Once in Gibraltar, an important naval base for the British, Bro. Van Kirk saw an image he'll never forget.

"To watch the invasion fleet steaming through the Strait of Gibraltar was a sight to see," he said. "It was small in comparison to the invasion at Normandy, but to this day, it makes my blood chill."

His most famous mission, at the age of 24, was to drop the atomic bomb on Japan.

"At the time, we didn't realize we were making history," Bro. Van Kirk said. "Our objective was to shorten or end the war; to stop the killing. We didn't realize until the press brought it up what a big deal it was."

His crew included Lt. Ferebee and pilot Col. Paul Tibbets, with whom he had flown many missions. They were told about the mission in early 1945, and were given full disclosure on the purpose and significance of it. After months of training and briefings, the only detail left undetermined was the weather.

"We knew how much money had been spent on atomic energy," he said. "They built cities just to develop its capabilities. The amount of scientific man power - all of it - was resting on our shoulders. If we were not successful, we didn't have many other chances to end the war. We would have to invade Japan and many lives would be lost."

Typically, a bomb explodes with the delivery plane still in the air above it, so the pilot immediately sees if the target was hit. With the atomic bomb, according to scientists, the plane had to be nine miles away before the bomb detonated or they "wouldn't make it," Bro. Van Kirk said. "We stripped the airplane of any weight we could to make it lighter. After releasing the bomb, we had to make an immediate 150 degree turn to get the maximum distance from the explosion.

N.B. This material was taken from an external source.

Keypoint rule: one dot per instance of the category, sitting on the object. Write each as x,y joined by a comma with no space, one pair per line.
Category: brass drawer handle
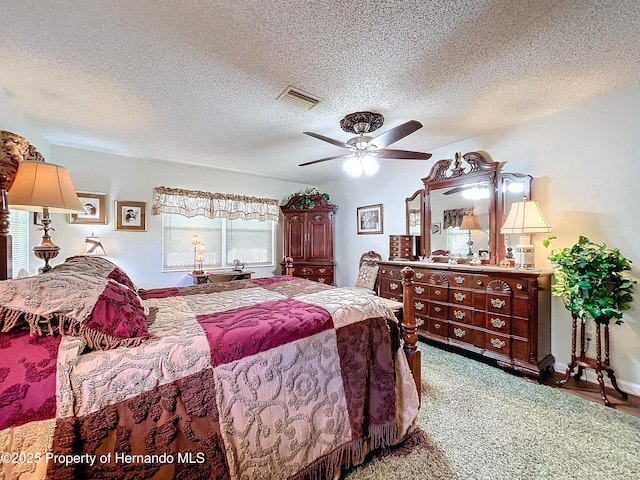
498,323
497,303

There were 43 seconds from the time the bomb was dropped to its explosion."

"All we saw was a bright flash, like a photographer's flash in a dark closet. The first shock wave, with a magnitude of 2½ g, hit us and it sounded like sheet metal snapping. We turned around to take a look and saw the large white cloud well above our altitude. It was shades and hues of purple on top and white around the base. The entire city was covered with thick black smoke, so we couldn't make any visuals of the damage."

After that unforgettable flight one summer day, debates flourished about the use of nuclear weapons. Immediately after the war, people seemed in favor of using atomic bombs, but as time has passed, opinion has changed and the today the argument still rages.

"It caused a lot of casualties, but overall saved many lives. The Japanese would not have surrendered by August 6. They had large land armies and thousands of people were being killed throughout China and other countries they had invaded," Bro. Van Kirk said. "Now that we understand the dangers of using one, I hope atomic weapons are never again used in warfare."

His military service earned him a Silver Star and other medals and ribbons. He went on to receive a bachelor's and master's degree in chemical engineering and moved all over the world as an employee of DuPont. He has four children and seven grandchildren, and enjoys taking vacations with his family.

"I'm really blessed with a wonderful family," he said. "We practice togetherness, when we have the time."

His father, uncle and many other relatives were Masons, so it was an easy decision for him to join the fraternity. He has made many friends in the process. Members of his lodge presented him with his 50-year Masonic Service Award in the spring.

Bro. Van Kirk was featured in the HBO documentary, "White Light/Black Rain: The Destruction of Hiroshima and Nagasaki," which premiered in August. He also speaks at many schools and other events, including a recent occasion at his lodge. The interview requests have waned over the years, although close to the anniversary of the bombing, he receives inquiries from talk shows and radio shows.

A modern-day hero, patriot and Mason, Bro. Van Kirk's brave and selfless service helped to change the course of history and preserve the freedom we enjoy today.